La mañana que cambió para siempre a Huacho
Fue cerca de la hora de mayor flujo matutino cuando el asesino ingresó al establecimiento. Testigos oculares cuentan cómo el individuo, vestido de civil y con una determinación fría, se dirigió directamente hacia su objetivo sin ocultar sus intenciones.
El conductor del colectivo no tuvo oportunidad de huir ni de defenderse ante la violencia desmedida que cayó sobre él en medio de los pasajeros esperando. El estruendo de las disparos dejó paralizados a quienes estaban presentes, sumergiendo al local en un caos de gritos y llanto.
La policía llegó minutos después del hecho, pero ya era demasiado tarde para salvar la vida del trabajador que apenas comenzaba su jornada laboral. Este tipo de ejecuciones deja una huella profunda no solo en las familias, sino en toda la comunidad de Huacho.
El transporte colectivo bajo el yugo criminal
Huacho se ha convertido en un escenario recurrente para crímenes relacionados con el control territorial del crimen organizado. Los colectivos son vitales para la movilidad diaria, pero también representan una fuente de ingresos que las bandas buscan controlar mediante extorsión.
"La violencia no solo quita vidas; destruye los sueños y el sustento de miles de familias que dependen de estos trabajadores valientes", advierte un líder comunal afectado por la ola delictiva.
Las cifras son alarmantes: en lo que va del año, se han reportado al menos cinco ataques similares contra conductores en la región. La respuesta estatal ha sido insuficiente para frenar esta marea de violencia que paraliza el comercio y asusta a los ciudadanos honestos.
Los familiares del asesinado expresaron su doloroso anhelo de justicia, pidiendo no solo castigo para el autor material, sino también para quienes dieron la orden. La impunidad es el mayor aliado de estos criminales que operan con total libertad en las calles.
Llamados a la unidad y a la acción ciudadana
Ante este nuevo trago amargo, los vecinos de Huacho han salido a la calle para exigir medidas concretas. La comunidad no se rinde; organiza marchas pacíficas frente al local del suceso para recordar que cada vida tiene un valor incalculable.
Líderes vecinales piden una presencia policial más efectiva y permanente en las rutas de transporte, así como la protección integral a los denunciantes. La seguridad no puede ser solo responsabilidad del Estado; requiere el compromiso activo de todos para recuperar nuestros espacios públicos.

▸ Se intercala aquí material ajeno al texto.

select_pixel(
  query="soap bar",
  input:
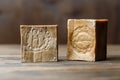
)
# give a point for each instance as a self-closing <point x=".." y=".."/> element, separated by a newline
<point x="87" y="39"/>
<point x="39" y="43"/>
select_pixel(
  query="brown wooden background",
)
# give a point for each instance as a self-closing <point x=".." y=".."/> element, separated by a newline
<point x="16" y="12"/>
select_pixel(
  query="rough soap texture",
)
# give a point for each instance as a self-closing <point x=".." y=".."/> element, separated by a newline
<point x="82" y="40"/>
<point x="39" y="43"/>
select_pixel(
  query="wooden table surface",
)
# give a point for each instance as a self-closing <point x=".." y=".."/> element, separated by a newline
<point x="12" y="69"/>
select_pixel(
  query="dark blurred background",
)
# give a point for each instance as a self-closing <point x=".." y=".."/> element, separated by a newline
<point x="16" y="12"/>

Es urgente que las autoridades locales y nacionales actúen con decisión para desarticular estas bandas criminales antes de que se cobren más víctimas inocentes. El silencio cómplice ya no es una opción cuando la sangre de los trabajadores mancha el asfalto diario.
Huacho llora, pero también resiste. La memoria del conductor asesinado debe ser un motor para exigir cambios reales y duraderos en la política de seguridad ciudadana que tanto necesita nuestra gente andina costeña.